'Maroochy River' lost in naming bungle
GOOGLE Maps has lost its way in pinpointing one of the Sunshine Coast's major rivers and is bamboozling visitors in the process.
Type in Maroochydore into Google Maps and up pops Paynter River nearby.
Residents and visitors could be forgiven for thinking the Maroochy River had been renamed.
But there is no official Paynter River.
Wayne Buckley, from Brisbane, discovered the quirky map inaccuracy when planning a short break on the Coast early in January.
He reported the mistake to the Daily recently, saying he thought the river must have undergone a name change he was unaware of.
If you're confused, you're not alone. Even a local radio station morning traffic report last Friday used "Paynter River" when it really meant Maroochy River.
There is a Paynters Creek (and corresponding road on the way to Nambour from Maroochydore) but it doesn't even come close to river dimensions.

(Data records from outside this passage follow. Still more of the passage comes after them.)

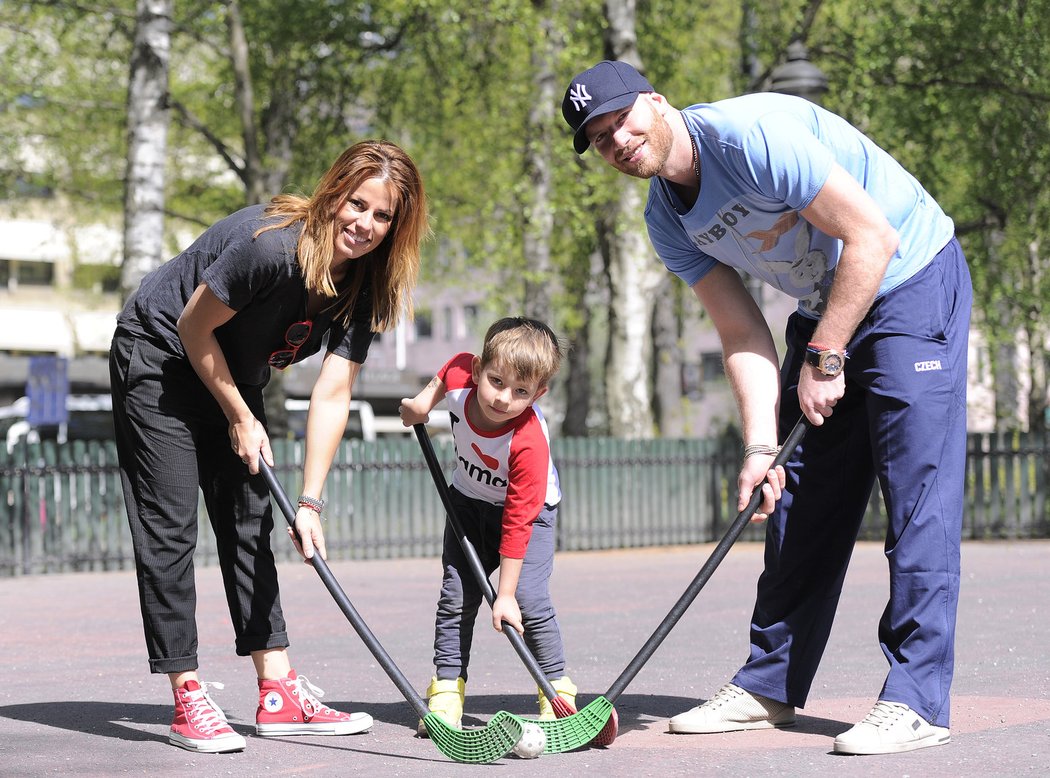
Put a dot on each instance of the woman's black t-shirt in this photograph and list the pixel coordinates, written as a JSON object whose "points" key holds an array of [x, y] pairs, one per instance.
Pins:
{"points": [[259, 278]]}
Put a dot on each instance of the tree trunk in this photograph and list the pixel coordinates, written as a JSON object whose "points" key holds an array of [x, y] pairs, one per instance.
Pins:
{"points": [[245, 96], [632, 271], [539, 218], [667, 356], [148, 117]]}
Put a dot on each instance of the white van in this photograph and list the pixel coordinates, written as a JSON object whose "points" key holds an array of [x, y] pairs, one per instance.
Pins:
{"points": [[90, 418], [360, 424]]}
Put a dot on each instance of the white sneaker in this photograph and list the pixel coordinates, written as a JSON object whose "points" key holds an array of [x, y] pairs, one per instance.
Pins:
{"points": [[733, 709], [890, 728]]}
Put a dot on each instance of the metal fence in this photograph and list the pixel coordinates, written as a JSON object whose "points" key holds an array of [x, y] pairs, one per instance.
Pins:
{"points": [[62, 506]]}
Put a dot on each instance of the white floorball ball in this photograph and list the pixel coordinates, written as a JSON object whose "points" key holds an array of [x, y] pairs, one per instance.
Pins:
{"points": [[531, 742]]}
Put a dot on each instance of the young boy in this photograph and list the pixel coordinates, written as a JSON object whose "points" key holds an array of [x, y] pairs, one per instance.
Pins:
{"points": [[505, 492]]}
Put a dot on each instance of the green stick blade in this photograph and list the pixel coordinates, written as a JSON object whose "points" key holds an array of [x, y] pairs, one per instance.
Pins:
{"points": [[476, 747], [575, 731]]}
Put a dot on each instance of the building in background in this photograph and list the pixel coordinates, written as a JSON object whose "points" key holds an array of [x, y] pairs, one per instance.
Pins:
{"points": [[59, 296]]}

Maroochy Waterwatch says on its website: "Technically a tributary of Petrie Creek, Paynter Creek has its headwaters in the Blackall Ranges near the town of Montville. It discharges into Petrie Creek, 2km from the Maroochy River."

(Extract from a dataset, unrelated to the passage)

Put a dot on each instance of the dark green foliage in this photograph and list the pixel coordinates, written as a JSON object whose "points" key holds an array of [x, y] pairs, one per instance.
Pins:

Cruise Maroochy Eco Tours owner/operator Denis Poynton said he often had confused customers who were unable to locate the Maroochy River business due to the much-referred-to Google Maps.
"It has happened to us a couple of times," he said.
"There is a Paynters Creek that runs into Maroochy River where some people seem to end up.
"Most people find us after they look on our website."
Visit Sunshine Coast CEO Simon Latchford said being able to find a place easily was obviously very important for tourism.
"We are concerned that Google Maps would label the Maroochy River as anything other than Maroochy River," he said.
"We will take up the issue with Google because we now have high-quality tourism assets on the Maroochy River, and that is a very well-known name on the Sunshine Coast.
"We're not sure how this happened, but will try and get it changed."
Mr Latchford said signage in general for Sunshine Coast tourist attractions needed to be upgraded along roads to ensure tourists could find major tourist attractions easily.
The Spirit House restaurant and cooking school in Yandina had had difficulties for years with travellers not being able to find the venue, especially at night, he said.
A spokesperson from Google said the online maps were created from a variety of sources which was where things sometimes went wrong.
"The various types of data found in Google Maps come from a wide range of sources, including third-party providers, public sources, and user contributions," the spokesperson said.
"Overall, this provides a very comprehensive and up-to-date map experience, but we recognise that there may be occasional inaccuracies that could arise from any of those sources.
"Users who see an error or missing place on Google Maps can use the Report a Problem tool, found at the bottom right corner of the map."
Meanwhile, a Nambour Library check showed that at various times, the creek has been presented as Paynter's Creek, Paynters Creek and Paynter Creek.
The present accepted name is Paynters Creek.
A quick check of White Pages online shows a handful of people with the family name of Paynter living on the Sunshine Coast.
But why the creek was named that remains somewhat of a mystery as it appears there is little written about its origin or if it was indeed named after a member of the Paynter family.
It could even be a misspelling of "painter".
Sunshine Coast Libraries' Local Studies Collection offered this from the publication Cobb's Camp Woombye, published in connection with the Woombye Centenary celebrations in 1977: "In 1867, William Wilson, with his bullock team, was hauling cedar and beech out of the scrubs along what was first known as Wilson's Creek. William Pettigrew, in his diary, wrote of the tidal mouth of the creek as "Dick the painter's Creek". No one seems to know who Dick the painter was but Wilson's Creek became known as Paynter's Creek."
And Marutchi: The Early History of the Sunshine Country by Reverend Joseph Tainton in 1976, seems to confirm this, saying: "William Pettigrew, in his diary, wrote of the tidal end of it (Wilson's Creek) as 'Dick the painter's Creek' without giving a reason. Who was Dick the painter? Perchance this creek was his favourite fishing place. Who knows? However, the name Paynter's Creek went into common usage."
News.com.au reported late last week that a woman in the US spent five days lost and stranded in a remote part of the Grand Canyon after Google Maps took her down a wrong turn.
Amber Vanhecke, 24, was so lost in the national park that she thought she would die and even recorded farewell messages on her phone.
A Mooloolaba Coast Guard spokesman didn't believe "Paynter River" posed a safety issue in this instance, however, as most larger vessels had charts and would not use Google Maps to navigate the area.